Data offering requirements:

  • You must have the REFERENCE_USAGE privilege with GRANT OPTION on any data that you want to share. If you don’t, you receive a “missing reference usage grant” error when you try to register, join the collaboration, or link the data.

    GRANT REFERENCE_USAGE ON DATABASE my_database TO ROLE my_role WITH GRANT OPTION;
    
  • You must have the data provider collaboration role in a collaboration.

  • Currently, only the account role that created or joined the collaboration can link or unlink data into a collaboration.

Continue reading to see how to register and link a data offering into a collaboration:

Register a data offering

  1. Create a data offering specification for your data.
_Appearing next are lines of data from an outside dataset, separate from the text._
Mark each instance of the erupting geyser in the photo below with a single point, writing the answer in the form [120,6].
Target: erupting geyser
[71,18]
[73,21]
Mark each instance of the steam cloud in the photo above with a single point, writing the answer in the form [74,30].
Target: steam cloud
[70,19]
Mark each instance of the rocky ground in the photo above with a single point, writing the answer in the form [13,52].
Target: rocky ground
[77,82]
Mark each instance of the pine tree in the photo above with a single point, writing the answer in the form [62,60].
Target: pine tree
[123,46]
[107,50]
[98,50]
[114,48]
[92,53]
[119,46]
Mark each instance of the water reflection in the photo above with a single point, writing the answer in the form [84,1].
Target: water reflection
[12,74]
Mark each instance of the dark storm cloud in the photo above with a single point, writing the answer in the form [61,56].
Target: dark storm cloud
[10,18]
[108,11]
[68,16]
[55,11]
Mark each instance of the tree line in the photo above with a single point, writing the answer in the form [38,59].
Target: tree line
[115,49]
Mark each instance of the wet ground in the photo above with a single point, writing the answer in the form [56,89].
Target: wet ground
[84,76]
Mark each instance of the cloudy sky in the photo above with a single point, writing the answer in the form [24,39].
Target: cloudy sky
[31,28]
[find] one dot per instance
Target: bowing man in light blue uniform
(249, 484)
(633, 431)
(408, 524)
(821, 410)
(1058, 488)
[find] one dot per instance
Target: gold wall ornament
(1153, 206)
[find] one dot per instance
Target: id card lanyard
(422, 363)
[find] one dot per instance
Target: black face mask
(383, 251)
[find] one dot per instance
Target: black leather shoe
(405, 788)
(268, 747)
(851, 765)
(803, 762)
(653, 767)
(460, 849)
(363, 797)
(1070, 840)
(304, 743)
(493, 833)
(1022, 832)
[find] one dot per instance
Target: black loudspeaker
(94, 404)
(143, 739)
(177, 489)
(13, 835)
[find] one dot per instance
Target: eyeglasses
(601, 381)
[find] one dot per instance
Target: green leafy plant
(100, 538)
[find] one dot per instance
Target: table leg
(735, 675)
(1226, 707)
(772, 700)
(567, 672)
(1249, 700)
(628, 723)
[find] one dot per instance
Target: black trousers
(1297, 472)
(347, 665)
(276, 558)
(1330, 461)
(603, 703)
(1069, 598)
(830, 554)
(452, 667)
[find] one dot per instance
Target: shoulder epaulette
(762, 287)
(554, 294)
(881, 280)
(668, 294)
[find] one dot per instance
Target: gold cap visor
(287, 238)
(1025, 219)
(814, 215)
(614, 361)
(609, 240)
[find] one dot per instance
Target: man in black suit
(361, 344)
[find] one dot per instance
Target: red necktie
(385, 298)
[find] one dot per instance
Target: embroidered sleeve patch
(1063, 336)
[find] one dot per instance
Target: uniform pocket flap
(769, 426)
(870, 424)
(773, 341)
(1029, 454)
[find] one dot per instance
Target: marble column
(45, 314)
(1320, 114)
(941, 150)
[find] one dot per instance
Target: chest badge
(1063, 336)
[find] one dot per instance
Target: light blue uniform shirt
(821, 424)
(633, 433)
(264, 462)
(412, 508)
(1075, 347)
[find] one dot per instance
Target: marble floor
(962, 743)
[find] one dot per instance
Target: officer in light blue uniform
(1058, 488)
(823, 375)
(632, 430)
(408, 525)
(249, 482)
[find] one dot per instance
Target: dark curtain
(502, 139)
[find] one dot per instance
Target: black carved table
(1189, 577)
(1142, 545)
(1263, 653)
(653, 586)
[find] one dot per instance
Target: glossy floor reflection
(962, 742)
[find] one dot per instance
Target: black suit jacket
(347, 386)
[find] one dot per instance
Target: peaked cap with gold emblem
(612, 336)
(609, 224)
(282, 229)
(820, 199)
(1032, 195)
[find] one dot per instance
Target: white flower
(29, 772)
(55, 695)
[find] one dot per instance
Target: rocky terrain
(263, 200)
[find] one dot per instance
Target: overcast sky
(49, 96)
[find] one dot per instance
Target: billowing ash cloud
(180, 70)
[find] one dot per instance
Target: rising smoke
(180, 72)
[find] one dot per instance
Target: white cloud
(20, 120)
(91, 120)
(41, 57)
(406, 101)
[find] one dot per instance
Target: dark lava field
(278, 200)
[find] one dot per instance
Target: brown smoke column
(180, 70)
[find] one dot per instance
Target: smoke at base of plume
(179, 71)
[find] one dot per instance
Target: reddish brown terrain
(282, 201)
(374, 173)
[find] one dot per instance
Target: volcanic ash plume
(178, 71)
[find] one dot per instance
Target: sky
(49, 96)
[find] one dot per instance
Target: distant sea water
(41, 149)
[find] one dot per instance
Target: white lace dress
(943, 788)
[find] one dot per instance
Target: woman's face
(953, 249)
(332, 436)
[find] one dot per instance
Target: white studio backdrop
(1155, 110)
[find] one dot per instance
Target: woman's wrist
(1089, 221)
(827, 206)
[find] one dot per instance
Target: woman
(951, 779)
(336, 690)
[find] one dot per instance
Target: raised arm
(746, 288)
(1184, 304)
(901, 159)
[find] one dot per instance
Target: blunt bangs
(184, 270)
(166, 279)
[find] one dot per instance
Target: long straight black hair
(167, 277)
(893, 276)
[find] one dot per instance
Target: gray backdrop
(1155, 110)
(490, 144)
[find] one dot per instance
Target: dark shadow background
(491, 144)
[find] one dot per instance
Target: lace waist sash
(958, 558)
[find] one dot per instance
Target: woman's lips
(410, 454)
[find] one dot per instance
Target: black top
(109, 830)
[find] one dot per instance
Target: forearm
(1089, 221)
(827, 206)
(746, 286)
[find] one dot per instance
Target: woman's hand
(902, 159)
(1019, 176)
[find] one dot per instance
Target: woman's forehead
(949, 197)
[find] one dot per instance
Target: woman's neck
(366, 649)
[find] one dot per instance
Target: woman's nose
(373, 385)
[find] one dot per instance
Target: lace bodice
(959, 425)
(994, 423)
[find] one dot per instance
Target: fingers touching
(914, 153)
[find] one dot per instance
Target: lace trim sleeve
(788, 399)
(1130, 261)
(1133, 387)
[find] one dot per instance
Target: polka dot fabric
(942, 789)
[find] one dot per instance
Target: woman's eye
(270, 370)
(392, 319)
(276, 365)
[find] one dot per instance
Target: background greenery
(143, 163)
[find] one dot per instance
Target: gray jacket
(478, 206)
Specify the following details about your data offering:

    • The source object for each dataset in your data offering.

    • Which columns to include in each dataset.

    • The type (join or otherwise) of each column, which is used to populate the clean room policies. In some cases, you will also specify the format of individual columns.

    • Any Snowflake data protection policies to apply to columns in your data offering.

    • How users can access the data: by template only, or also by free-form SQL query.

  2. Register the data offering by calling REGISTER_DATA_OFFERING, which returns a data offering ID.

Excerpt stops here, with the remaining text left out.